Home Maranhão Nota fiscal de material apreendido pela PF só foi emitida horas após conduções

Nota fiscal de material apreendido pela PF só foi emitida horas após conduções

Nota fiscal de material apreendido pela PF só foi emitida horas após conduções

Não tinha nota fiscal o material apreendido na manhã desta segunda-feira (1°) no Terminal de Integração da Praia Grande, Centro de São Luís, pela Polícia Civil. Os panfletos recolhidos e encaminhados à Superintendência da Polícia Federal na capital apresentavam teor difamatório contra os candidatos ao Senado Federal, Weverton Rocha e Eliziane Gama.

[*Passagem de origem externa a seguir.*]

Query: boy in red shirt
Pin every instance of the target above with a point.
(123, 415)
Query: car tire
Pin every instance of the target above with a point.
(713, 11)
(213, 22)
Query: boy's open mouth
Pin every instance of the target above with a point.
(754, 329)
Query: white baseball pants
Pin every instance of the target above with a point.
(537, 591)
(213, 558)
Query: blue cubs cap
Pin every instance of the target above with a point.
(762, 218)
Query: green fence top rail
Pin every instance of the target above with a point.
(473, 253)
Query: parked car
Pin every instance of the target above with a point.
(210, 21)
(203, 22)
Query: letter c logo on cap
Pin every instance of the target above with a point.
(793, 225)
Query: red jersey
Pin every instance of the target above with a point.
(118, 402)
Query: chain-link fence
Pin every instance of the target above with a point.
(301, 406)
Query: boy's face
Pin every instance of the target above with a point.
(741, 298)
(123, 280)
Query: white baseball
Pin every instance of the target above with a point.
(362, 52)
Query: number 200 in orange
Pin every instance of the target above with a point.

Segundo documento disponibilizado por Paulo Roberto Pinto Lima Oliveira (PRTB), candidato a deputado estadual conhecido como “Carioca do Povo”, a Nota Fiscal de Serviços Eletrônica (NFSe) foi emitida às 12h59 desta segunda-feira, horas depois da apreensão dos jornais e da condução de quatro pessoas à sede da PF, no bairro da Cohama.

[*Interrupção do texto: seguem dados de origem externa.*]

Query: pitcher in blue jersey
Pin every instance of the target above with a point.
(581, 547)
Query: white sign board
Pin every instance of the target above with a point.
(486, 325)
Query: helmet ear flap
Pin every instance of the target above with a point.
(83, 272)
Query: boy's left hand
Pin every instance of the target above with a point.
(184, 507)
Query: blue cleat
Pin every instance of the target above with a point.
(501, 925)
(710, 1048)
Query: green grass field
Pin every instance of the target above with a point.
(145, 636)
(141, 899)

Em nota o delegado Luis Andre Lima Almeida, que está dando andamento às investigações, informou que após ouvir formalmente os envolvidos irá encaminhar o caso para análise tanto para o Ministério Público, como para a Justiça Eleitoral.

O candidato a deputado estadual pelo Partido Renovador Trabalhista Brasileiro, Carioca, se apresentou na sede da Polícia Federal mas não prestou depoimento. O nome dele consta na nota fiscal referente ao serviço de impressão dos panfletos. De acordo com a NFSe, foram impressas 500 mil cópias pela Gráfica Escolar S/A que custaram R$ 27.110,25.

Também na tarde desta segunda-feira concederam entrevista coletiva, que foi transmitida ao vivo para as redes sociais, os candidatos ao Senado Federal citados no panfleto. O candidato Weverton (PDT) apresentou documento do Supremo Tribunal Federal (STF) que comprova que não há processos em curso contra ele. Já a candidata ao Senado pelo PPS, Eliziane Gama, lamentou que a corrida eleitoral tenha chegado a esse ponto de ataques e ofensas pessoais.

Certidão gerada nesta segunda-feira (1°) mostra que nada consta contra o candidato Weverton (PDT).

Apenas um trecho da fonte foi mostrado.